What’s your channel growth strategy in 2019?
We have already expanded our channel dramatically. In the last two years, [Hewlett Packard Enterprise] has become our No. 1 reseller so we dramatically expanded it to HPE’s channel. Our channel was VMware’s channel, but there’s a lot of overlap between HPE and VMware. Then we signed a reseller agreement with Cisco, so we now have Cisco’s channel. Then a reseller agreement with NetApp. It’s all about channel. HPE, Cisco and NetApp resellers are now ours, and we also recently we signed with Lenovo. We are the primary data management and data protection vendor for them. So when HPE, Cisco and NetApp resellers put together the whole solution, they need us because without us they don’t have a data management story—they only have a hardware story. They see Veeam as something that ties all the pieces together for resellers. So instead of selling one [HPE] 3Par box, for example, now they sell multiple 3Par boxes plus they sell HPE StoreOnce because now it’s the whole data management, backup, replication and disaster recovery story. It’s helping them to complete the whole story instead of just selling a hardware box.
What types of new partners and channel investments are you looking to invest some of your $500 million in?
We are going to do huge investments in the channel because that has been our strategy always. But now we have to expand our channel not just from VMware to HPE to Cisco to NetApp, but also to AWS, Azure and Office 365. Google is coming soon as well. Everything we do is 100 percent channel and 100 percent service provider.
Where should Veeam partners place their bets?
Partners need to think how they have to evolve their resell model to a hybrid resell services model. Veeam is the best platform to provide additional services—data management, backup and disaster recovery. So our latest release of Veeam Availability Console, it’s a specific platform for service providers. We introduced the third tier. So now our resellers, through the console, can resell our service provider services so they don’t have to build it.

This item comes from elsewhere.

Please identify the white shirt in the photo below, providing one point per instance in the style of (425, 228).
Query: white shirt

They can just resell it as part of, for example, Office 365 or Azure or AWS. So they don’t have to build from scratch Backup as a Service or Disaster Recovery as a Service. Partners have to evolve their business to services. So reselling AWS, Azure or other services like Office 365, backup, disaster recovery, governance like data management—we help them tie them all together.
What technology or market is Veeam laser-focused on?

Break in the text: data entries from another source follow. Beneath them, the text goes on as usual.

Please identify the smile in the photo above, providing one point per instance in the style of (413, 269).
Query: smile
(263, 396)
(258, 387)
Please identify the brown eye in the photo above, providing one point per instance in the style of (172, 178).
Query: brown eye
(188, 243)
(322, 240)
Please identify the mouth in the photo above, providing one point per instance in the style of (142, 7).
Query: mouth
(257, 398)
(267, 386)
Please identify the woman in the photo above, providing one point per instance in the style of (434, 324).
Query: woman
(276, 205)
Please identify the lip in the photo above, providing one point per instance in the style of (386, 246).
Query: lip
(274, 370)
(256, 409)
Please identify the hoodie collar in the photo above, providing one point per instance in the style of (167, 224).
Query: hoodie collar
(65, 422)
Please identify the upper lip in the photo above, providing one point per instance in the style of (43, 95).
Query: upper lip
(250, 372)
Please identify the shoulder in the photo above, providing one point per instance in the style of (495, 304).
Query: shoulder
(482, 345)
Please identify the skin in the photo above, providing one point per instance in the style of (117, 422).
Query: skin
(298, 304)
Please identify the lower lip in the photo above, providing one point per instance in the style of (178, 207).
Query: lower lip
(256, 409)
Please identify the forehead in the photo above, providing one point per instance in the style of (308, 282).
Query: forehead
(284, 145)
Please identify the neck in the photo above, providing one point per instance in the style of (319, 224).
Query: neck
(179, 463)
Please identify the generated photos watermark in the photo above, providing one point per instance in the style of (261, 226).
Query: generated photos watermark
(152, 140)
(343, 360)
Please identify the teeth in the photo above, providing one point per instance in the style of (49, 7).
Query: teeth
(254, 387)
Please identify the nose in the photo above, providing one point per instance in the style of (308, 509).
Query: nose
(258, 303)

There is only a very short window of two or three years to own a market. After you own this market, nobody can compete. It took us two or three years to become the leader in VMware backup. Now there’s a new shift to hybrid cloud and the war is happening right now. Whoever wins this market is going to own the majority of that market—the winner will take like 40 percent of the market. Right now, we are fighting with the legacy vendors and newcomers. So in 2019 and 2020, it’s going to be who owns that data management and data backup market in multi-cloud. We already own the VMware on-premise market. Microsoft gave up Hyper-V in favor of Azure. They couldn’t focus on both Azure and Hyper-V. So VMware owns on-premise and we back it up. Now it’s multi-cloud, hybrid cloud. Our vision is we have to win this war. The war is right now. We have to add a lot of capability. We have to move our platform from on-premise to the cloud and we have to provide cloud mobility, data governance, data management and data security in the hybrid cloud world.
In hybrid cloud, if we win it, we will grow from $1 billion to $3 billion in the next several years. We need to win the hearts and minds of the people who are building hybrid cloud.